Biden says he faced no pressure in picking a Black woman as VP candidate: 'Govt should look like the country'
Democratic presidential nominee Joe Biden said he didn’t face any pressure while picking a woman of color as his running mate because he thought "the government should look like the people, look like the country". The former vice president was speaking to Robin Roberts during an interview on ABC News last Friday, August 21, when he was asked about the question of selecting a Black woman as his VP candidate.
Sitting alongside his running mate Kamala Harris, Biden said he didn’t feel any pressure. While Biden had announced his plan to select a woman as his vice president long ago, the recent race riots and protests in the US in the wake of the brutal killing of a Black individual — George Floyd — at the hands of the police in Minneapolis gave rise to the cry for a Black woman to be picked as the VP candidate.

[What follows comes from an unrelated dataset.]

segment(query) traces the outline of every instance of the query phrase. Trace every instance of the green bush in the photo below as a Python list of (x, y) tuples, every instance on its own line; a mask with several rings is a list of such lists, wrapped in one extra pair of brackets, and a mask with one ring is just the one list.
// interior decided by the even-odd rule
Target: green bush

Biden conducted his hunt for several months and there were a number of women of color in the race till he picked his former presidential competitor Harris ahead of the Democratic National Convention. The situation was so tilted in favor of a Black woman clinching the role that Minnesota Senator Amy Klobuchar dropped out of the race in favor of a VP candidate of color.

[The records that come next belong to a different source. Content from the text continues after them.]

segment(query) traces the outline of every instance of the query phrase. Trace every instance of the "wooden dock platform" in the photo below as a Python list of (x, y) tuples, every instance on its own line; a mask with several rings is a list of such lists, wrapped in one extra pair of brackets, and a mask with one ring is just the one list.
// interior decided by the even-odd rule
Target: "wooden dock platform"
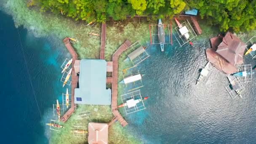
[(75, 61), (77, 59), (77, 54), (71, 45), (68, 37), (66, 37), (63, 40), (63, 42), (67, 47), (68, 51), (72, 56), (73, 62), (72, 63), (72, 72), (71, 72), (71, 107), (65, 113), (61, 119), (63, 122), (66, 122), (68, 118), (71, 116), (73, 112), (75, 111), (76, 105), (75, 104), (74, 92), (75, 88), (76, 88), (77, 81), (78, 80), (78, 76), (75, 72), (74, 68), (74, 64)]
[(106, 45), (106, 22), (101, 24), (101, 54), (100, 56), (100, 59), (105, 59), (105, 46)]
[(118, 59), (121, 54), (131, 45), (131, 42), (126, 40), (115, 51), (112, 56), (113, 73), (112, 83), (112, 97), (111, 107), (112, 113), (122, 126), (124, 127), (128, 123), (123, 117), (117, 110), (117, 95), (118, 85)]
[(195, 29), (197, 32), (197, 33), (199, 35), (202, 34), (202, 29), (201, 29), (201, 27), (200, 27), (199, 24), (198, 24), (198, 22), (195, 16), (191, 16), (191, 21), (192, 21), (192, 22), (193, 22)]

51 percent of American people are women, says Biden
"Fifty-one percent of the people in this country are women. As that old expression goes, 'women hold up half the sky', and in order to be able to succeed, you've got to be dealt in across the board," said Biden, who served as the deputy to America’s first Black president Barack Obama and has a strong following among Black voters.

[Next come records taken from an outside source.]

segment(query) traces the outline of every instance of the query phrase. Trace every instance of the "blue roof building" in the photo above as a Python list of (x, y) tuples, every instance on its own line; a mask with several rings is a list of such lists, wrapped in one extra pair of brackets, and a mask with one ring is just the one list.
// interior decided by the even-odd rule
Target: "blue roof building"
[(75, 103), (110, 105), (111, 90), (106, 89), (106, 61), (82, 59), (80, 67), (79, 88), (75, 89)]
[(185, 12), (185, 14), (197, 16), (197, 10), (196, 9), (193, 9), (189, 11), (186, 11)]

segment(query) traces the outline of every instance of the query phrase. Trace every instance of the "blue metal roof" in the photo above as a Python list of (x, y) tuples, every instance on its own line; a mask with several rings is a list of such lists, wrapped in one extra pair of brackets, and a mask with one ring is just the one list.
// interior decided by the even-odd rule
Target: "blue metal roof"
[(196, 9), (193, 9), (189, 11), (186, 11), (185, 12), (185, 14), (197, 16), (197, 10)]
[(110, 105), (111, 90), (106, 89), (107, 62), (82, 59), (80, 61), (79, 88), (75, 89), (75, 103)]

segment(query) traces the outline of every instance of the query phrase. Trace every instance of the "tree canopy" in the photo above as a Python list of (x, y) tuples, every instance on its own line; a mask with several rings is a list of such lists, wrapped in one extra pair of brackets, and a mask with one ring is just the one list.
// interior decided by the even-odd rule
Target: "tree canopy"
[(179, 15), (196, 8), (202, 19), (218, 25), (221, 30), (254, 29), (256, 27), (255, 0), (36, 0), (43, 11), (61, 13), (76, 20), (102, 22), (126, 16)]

The veteran leader also said in the interview: "I cannot understand and fully appreciate what it means to walk in her shoes, to be an African-American woman, with Indian-American background, a child of immigrants."
"She can't assume exactly what it's like to walk in my shoes. What we do know is we have the same value set," Biden said, adding that Harris 'fit the closest and the best', in comparison to the other women who were also in the race for the position. The ABC interview saw for the first time the top two candidates came together for talks with the media after their formal nomination.
Both Biden and Harris have seen a boost in their respective favorability rates after the convention where they delivered powerful acceptance speeches. The former veep, who had his moments of confrontation with Harris during a presidential debate last year over racial segregation, also courted controversy in May when he told Charlemagne tha God that he was not Black enough if he voted for Trump.
More recently, the man remarked that the African-American community showed less diversity than the Latinos. Both these comments earned the Democrat a wide backlash. Biden was also asked by David Muir, the interview's other co-anchor about his plans about the presidency. The septuagenarian said he was "absolutely" prepared to serve two terms in the White House, something contradictory to what he had indicated the last year-end.